Organizations such as the National Foster Parent Association (NFPA), the Horatio Alger Scholarship, and Foster Care to Success offer scholarships and resources for foster children. The sponsored scholarship program is run by Foster Care to Success and connects foster students with donors.
How to apply for scholarships and grants
Applying for need-based aid requires submitting the FAFSA and any other financial forms requested by the college or university. Need-based aid offered privately will also generally require the applicant to provide sufficient and verifiable financial information.
Merit aid may be awarded based on a student’s initial application with no additional information required — especially if the award is for academic achievement — or may require a special application, audition, essay, or portfolio.

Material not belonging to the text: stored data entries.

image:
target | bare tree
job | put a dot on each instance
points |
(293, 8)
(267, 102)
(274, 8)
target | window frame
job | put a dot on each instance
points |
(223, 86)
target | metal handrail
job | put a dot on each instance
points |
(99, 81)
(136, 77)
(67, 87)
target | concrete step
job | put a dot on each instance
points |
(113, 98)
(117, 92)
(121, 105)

Athletic scholarships are awarded only by certain schools and are the result of a complex process governed by rules and regulations promulgated by the federal government and governing bodies such as the National College Athletic Association (NCAA) and the National Association of Intercollegiate Athletics (NAIA). . .
All private scholarships and grants must be applied for through the approximately 5,000 groups and organizations across the country that provide such assistance. Each scholarship will have its own set of eligibility procedures, rules and deadlines.
Exploring potential sources of scholarship aid should be part of every student’s agenda. Each high school guidance office will have information about available scholarships and how to apply for them. In addition, colleges and universities provide information about their own financial aid programs through their websites and financial aid offices. Veterans seeking college assistance can obtain information from the VA or DoD.
Finally, there are many websites and books to educate students and parents about the thousands of scholarships and grants that can help make college more affordable. The US News & World Report says the best scholarship search websites are free, including Fastweb.com, Scholarships.com, CollegeBoard.com, CollegeNet.com and ScholarshipMonkey.com.